The other major event happened while I was in Basrah. This was the first shooting at Fort Hood by Dr. Nidal Hasan. I had been stationed at Hood before my assignment to a transition team, so this gave me an odd feeling of being safer in Iraq than if I had still been at Hood. This is a memory that still brings up a discomforting sense of surrealism. My hands are trembling as I type and my body is tense. I was so afraid that one of my friends had been shot back home, where we were supposed to be safe, and I was half way around the world watching the news on a TV in our team’s TOC. I was the one who was safe, and they were the ones being shot.
On the lighter side I missed a couple of major sports events (for me at least). The first NHL Winter Classic featuring Pittsburg playing in Buffalo happened while I was in Korea. If you’re a hockey fan you’ll understand that I may never get to see the WC in Buffalo again. Then again, my NYE in Seoul was pretty fucking fantastic too. The other event I missed was the last Yankees World Series win when I was in Iraq. I didn’t really have a chance to watch any of that since I was living at a remote location. Since then, while I’ve been able to follow baseball again, the Yanks were on the decline for a bit and I’ve had to tolerate the Red Sox’s success.
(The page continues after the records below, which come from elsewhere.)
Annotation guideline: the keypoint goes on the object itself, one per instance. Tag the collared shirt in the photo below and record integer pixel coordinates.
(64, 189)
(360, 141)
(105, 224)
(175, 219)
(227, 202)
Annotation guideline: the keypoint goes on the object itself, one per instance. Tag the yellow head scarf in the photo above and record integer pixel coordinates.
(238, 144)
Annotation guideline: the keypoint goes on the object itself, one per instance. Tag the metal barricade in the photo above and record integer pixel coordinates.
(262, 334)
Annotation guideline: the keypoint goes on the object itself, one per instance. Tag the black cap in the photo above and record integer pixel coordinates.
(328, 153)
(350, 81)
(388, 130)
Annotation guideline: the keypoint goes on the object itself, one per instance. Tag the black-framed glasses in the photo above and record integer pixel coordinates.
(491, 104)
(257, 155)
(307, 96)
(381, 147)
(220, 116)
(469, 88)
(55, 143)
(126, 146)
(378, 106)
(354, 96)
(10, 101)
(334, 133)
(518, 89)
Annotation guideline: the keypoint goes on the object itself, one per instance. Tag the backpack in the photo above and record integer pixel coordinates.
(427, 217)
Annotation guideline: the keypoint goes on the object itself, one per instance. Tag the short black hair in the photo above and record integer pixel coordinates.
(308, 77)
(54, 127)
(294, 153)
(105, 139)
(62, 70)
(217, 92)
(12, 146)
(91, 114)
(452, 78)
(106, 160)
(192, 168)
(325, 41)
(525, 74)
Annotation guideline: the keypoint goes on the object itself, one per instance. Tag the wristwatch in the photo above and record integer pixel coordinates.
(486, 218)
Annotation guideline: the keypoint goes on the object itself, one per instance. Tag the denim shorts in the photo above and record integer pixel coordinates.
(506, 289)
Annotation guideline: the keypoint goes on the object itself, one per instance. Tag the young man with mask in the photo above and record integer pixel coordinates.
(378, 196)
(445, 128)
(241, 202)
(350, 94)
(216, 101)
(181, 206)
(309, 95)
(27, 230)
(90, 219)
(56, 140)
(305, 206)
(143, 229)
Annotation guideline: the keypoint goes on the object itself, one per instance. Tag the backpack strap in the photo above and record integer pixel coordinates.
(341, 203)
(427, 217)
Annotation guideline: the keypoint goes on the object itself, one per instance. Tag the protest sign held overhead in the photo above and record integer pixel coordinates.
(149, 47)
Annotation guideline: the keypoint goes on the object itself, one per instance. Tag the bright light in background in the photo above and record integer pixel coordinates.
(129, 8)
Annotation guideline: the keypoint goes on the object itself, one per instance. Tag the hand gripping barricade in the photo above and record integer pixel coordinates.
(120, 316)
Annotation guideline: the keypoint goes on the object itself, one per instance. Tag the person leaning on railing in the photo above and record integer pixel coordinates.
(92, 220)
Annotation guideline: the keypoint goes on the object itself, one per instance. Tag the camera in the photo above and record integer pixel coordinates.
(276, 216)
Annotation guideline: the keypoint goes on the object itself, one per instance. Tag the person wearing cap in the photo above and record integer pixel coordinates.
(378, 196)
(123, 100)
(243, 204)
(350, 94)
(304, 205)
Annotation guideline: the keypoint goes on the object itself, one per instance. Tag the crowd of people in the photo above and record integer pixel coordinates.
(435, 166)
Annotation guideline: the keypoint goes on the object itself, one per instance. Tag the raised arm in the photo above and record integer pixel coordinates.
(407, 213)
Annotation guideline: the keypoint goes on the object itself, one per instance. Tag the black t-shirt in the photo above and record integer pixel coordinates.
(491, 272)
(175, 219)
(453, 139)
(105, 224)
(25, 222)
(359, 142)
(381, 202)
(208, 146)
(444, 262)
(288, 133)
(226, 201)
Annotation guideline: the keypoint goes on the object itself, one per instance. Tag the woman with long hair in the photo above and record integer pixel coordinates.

To strike a more metaphysical tone, the whole time I was on active duty I really was ‘away’. The bubble that you live in is ever present. While civilians were facing economic ruin we were all safely employed and receiving annual raises that outstripped our civilian counterparts at an obscene rate. Another aspect of the civil/military divide. There truly are tangible differences in these two parts of American society. I can hardly be upset at a civilian who would’ve begrudged my pay raises from 2007 – 2011. Debates over deserving or not deserving the raises are irrelevant. The fact is many people were losing their jobs, houses, and lives while we were secure in our housing, jobs, and increasing pay. So the country that I came back to after being in a bubble of alternate-DoD-reality for five years was unrecognizable. I didn’t understand what everyone else had gone through during that time and they didn’t understand what I had gone through. We were two strangers separated at birth trying to enjoy a family reunion as if we’d known each other all along. Honestly, there are times where I still don’t understand my place in my community. As I wrote last week I’m not at home at the VSOs, and while I’ve tried to reintegrate to The World, my success in that has been spotty. America changed so much while I was gone. So much so that being ‘gone’ again can seem like a comforting option at times.
Would you do it again? Why or why not?” – This is a question that cannot be treated lightly or given and off the cuff ‘ABSOLUTELY!!!’ Military service will change everyone in such fundamental ways that this question deserves considerable meditation by any vet. I’ve kicked this around a good deal, sometimes thinking it was a mistake to serve. When I see my college peers having more success it’s easy to think that they were the smarter ones for going the traditional route and dedicating themselves to a career path.
But then I remember this. Please do listen, The Kinks say it in a superior way to anything I could hope to.
Now, the romantic notion of the great, unique individual railing against the machinations of conformity is a bit of sentimental horseshit. That being said, at heart I’ve never stopped being the angry punk rock kid I was and that has driven me, in part at least, to detest following set paths. I love freaks. I have Robert Frost’s “The Road Not Taken” tattooed on my left thigh FFS! Doing things on my own has bitten me in the ass at times. I remember a day during my time in the command group with 69th ADA where the brigade deputy commander came out of his office and sang Sinatra’s “I Did It My Way’ to me to point out my counterproductive impatience. Point well taken, Brian.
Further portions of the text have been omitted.